Many problems in language processing can be viewed as noisy channel problems

Optical Character Recognition
Spelling Correction
Speech recognition
Machine translation

The Noisy Channel Model of Spelling

𝑠𝑜𝑢𝑟𝑐𝑒-𝑤𝑜𝑟𝑑 → noisy-channel → 𝑛𝑜𝑖𝑠𝑦-𝑤𝑜𝑟𝑑

find the most probable 𝑠𝑜𝑢𝑟𝑐𝑒-𝑤𝑜𝑟𝑑 given the observed 𝑛𝑜𝑖𝑠𝑦-𝑤𝑜𝑟𝑑:

𝑠𝑜𝑢𝑟𝑐𝑒-𝑤𝑜𝑟𝑑ˆ = 𝑎𝑟𝑔𝑚𝑎𝑥_{𝑠𝑜𝑢𝑟𝑐𝑒-𝑤𝑜𝑟𝑑} 𝐏(𝑠𝑜𝑢𝑟𝑐𝑒-𝑤𝑜𝑟𝑑|𝑛𝑜𝑖𝑠𝑦-𝑤𝑜𝑟𝑑)
𝑠𝑜𝑢𝑟𝑐𝑒-𝑤𝑜𝑟𝑑ˆ = 𝑎𝑟𝑔𝑚𝑎𝑥_{𝑠𝑜𝑢𝑟𝑐𝑒-𝑤𝑜𝑟𝑑} 𝐏(𝑛𝑜𝑖𝑠𝑦-𝑤𝑜𝑟𝑑|𝑠𝑜𝑢𝑟𝑐𝑒-𝑤𝑜𝑟𝑑)𝐏(𝑠𝑜𝑢𝑟𝑐𝑒-𝑤𝑜𝑟𝑑)/𝐏(𝑛𝑜𝑖𝑠𝑦-𝑤𝑜𝑟𝑑) # Bayes’ Theorem
𝑠𝑜𝑢𝑟𝑐𝑒-𝑤𝑜𝑟𝑑ˆ = 𝑎𝑟𝑔𝑚𝑎𝑥_{𝑠𝑜𝑢𝑟𝑐𝑒-𝑤𝑜𝑟𝑑} 𝐏(𝑛𝑜𝑖𝑠𝑦-𝑤𝑜𝑟𝑑|𝑠𝑜𝑢𝑟𝑐𝑒-𝑤𝑜𝑟𝑑)𝐏(𝑠𝑜𝑢𝑟𝑐𝑒-𝑤𝑜𝑟𝑑) # 𝐏(𝑛𝑜𝑖𝑠𝑦-𝑤𝑜𝑟𝑑) is a constant w.r.t. 𝑎𝑟𝑔𝑚𝑎𝑥_{𝑠𝑜𝑢𝑟𝑐𝑒-𝑤𝑜𝑟𝑑}

where:

𝐏(𝑠𝑜𝑢𝑟𝑐𝑒-𝑤𝑜𝑟𝑑) - language model (prior probability)
𝐏(𝑛𝑜𝑖𝑠𝑦-𝑤𝑜𝑟𝑑|𝑠𝑜𝑢𝑟𝑐𝑒-𝑤𝑜𝑟𝑑) - noisy channel model or error model (likelihood)
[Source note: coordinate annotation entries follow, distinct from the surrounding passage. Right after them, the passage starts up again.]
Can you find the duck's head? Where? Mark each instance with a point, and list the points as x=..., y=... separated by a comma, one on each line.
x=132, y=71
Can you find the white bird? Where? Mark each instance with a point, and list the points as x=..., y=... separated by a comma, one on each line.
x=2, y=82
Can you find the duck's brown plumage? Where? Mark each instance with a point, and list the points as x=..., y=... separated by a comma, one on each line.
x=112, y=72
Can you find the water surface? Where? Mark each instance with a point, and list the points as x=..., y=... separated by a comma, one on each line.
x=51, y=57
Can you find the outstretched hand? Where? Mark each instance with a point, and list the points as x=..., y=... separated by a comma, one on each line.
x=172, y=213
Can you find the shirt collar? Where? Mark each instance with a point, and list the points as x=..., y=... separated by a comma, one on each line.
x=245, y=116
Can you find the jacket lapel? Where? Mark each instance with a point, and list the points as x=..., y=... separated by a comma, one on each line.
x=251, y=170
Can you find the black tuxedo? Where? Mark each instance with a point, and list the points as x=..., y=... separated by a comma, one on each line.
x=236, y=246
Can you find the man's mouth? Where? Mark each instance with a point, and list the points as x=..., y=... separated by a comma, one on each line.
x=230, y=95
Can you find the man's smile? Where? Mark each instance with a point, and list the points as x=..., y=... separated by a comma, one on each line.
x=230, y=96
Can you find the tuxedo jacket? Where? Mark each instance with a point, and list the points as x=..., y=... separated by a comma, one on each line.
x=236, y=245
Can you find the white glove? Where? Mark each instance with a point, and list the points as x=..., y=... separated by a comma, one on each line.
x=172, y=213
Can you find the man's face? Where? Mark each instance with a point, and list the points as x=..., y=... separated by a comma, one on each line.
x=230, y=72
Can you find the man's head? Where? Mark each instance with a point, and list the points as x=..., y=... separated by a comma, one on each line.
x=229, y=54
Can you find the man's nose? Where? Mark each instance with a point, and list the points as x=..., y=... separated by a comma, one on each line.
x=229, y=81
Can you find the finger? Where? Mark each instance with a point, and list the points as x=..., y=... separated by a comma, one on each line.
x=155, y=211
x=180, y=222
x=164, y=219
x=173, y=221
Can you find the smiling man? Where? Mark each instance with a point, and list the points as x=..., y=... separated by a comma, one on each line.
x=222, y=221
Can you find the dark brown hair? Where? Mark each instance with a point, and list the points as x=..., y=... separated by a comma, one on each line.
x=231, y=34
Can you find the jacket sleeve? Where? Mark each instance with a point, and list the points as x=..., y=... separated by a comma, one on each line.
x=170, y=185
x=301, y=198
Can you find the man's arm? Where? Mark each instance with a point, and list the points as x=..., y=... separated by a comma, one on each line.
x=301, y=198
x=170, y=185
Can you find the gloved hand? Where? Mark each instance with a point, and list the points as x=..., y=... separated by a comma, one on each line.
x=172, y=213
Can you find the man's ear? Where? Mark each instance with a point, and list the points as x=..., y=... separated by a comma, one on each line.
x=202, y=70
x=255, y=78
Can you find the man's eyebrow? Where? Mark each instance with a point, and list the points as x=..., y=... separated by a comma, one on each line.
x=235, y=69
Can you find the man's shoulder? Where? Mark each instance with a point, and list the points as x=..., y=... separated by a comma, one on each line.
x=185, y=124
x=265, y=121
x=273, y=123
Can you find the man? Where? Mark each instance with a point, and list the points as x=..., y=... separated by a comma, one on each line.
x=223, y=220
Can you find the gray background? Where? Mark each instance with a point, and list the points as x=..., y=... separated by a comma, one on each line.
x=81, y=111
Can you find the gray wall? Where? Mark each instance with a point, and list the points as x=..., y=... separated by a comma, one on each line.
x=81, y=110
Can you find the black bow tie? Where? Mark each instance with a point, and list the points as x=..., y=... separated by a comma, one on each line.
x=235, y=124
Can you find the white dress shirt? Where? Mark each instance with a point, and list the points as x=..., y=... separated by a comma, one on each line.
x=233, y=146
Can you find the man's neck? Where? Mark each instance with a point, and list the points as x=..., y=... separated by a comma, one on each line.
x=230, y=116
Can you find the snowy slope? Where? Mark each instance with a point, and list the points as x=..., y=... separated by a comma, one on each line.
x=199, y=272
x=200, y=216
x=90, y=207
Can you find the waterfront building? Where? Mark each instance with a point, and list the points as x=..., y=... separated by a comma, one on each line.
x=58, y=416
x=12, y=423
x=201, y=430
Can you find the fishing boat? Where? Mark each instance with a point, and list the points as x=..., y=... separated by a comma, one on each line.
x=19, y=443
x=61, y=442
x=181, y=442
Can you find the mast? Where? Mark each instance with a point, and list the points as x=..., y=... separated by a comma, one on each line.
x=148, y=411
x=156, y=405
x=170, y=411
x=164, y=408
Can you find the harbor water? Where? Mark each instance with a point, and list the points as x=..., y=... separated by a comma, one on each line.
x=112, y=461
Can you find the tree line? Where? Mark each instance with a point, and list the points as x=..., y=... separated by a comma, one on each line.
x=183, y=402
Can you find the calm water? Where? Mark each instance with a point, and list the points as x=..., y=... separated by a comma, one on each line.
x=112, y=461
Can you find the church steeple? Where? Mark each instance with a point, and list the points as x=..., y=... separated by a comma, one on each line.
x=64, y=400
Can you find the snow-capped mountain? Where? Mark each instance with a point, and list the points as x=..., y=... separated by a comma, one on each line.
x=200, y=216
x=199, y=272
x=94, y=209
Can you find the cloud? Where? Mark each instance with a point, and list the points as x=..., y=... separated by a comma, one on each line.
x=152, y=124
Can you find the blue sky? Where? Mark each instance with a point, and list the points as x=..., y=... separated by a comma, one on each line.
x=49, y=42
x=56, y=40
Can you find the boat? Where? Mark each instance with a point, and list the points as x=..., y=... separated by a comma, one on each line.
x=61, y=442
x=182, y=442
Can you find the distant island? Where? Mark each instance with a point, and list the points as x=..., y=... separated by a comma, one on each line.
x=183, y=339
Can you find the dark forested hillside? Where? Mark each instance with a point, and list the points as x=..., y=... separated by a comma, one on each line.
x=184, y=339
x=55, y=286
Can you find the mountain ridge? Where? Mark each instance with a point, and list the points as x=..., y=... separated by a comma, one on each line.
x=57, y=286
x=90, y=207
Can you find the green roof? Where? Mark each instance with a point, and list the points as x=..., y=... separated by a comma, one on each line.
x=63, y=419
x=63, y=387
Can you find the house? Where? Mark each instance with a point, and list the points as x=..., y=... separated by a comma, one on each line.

Language Model Probability

unigram, bigram, trigram, n-gram
web-scale spelling correction
- stupid backoff

Noisy Channel Model - Problems

It is fruitless to try to collect statistics about the misspellings of individual words given a large dictionary. You’ll likely never get enough data.

We need a way to compute 𝐏(𝑛𝑜𝑖𝑠𝑦-𝑤𝑜𝑟𝑑|𝑠𝑜𝑢𝑟𝑐𝑒-𝑤𝑜𝑟𝑑) without using direct information.

This is where Edit Distance come in

Edit Distance

Damerau-Levenshtein Edit Distance is the minimal edit distance between 2 strings, where edits are:

deletion
- there → ther
insertion (also allow insertion of space or hyphen)
- the → ther
substitution
- now → noq
transposition of 2 adjacent characters
- the → teh

Candidate Generation

80% of errors are within 1 edit distance
~100% of errors are within 2 edit distance

Learning

Collect statistics for each error type from a large corpus.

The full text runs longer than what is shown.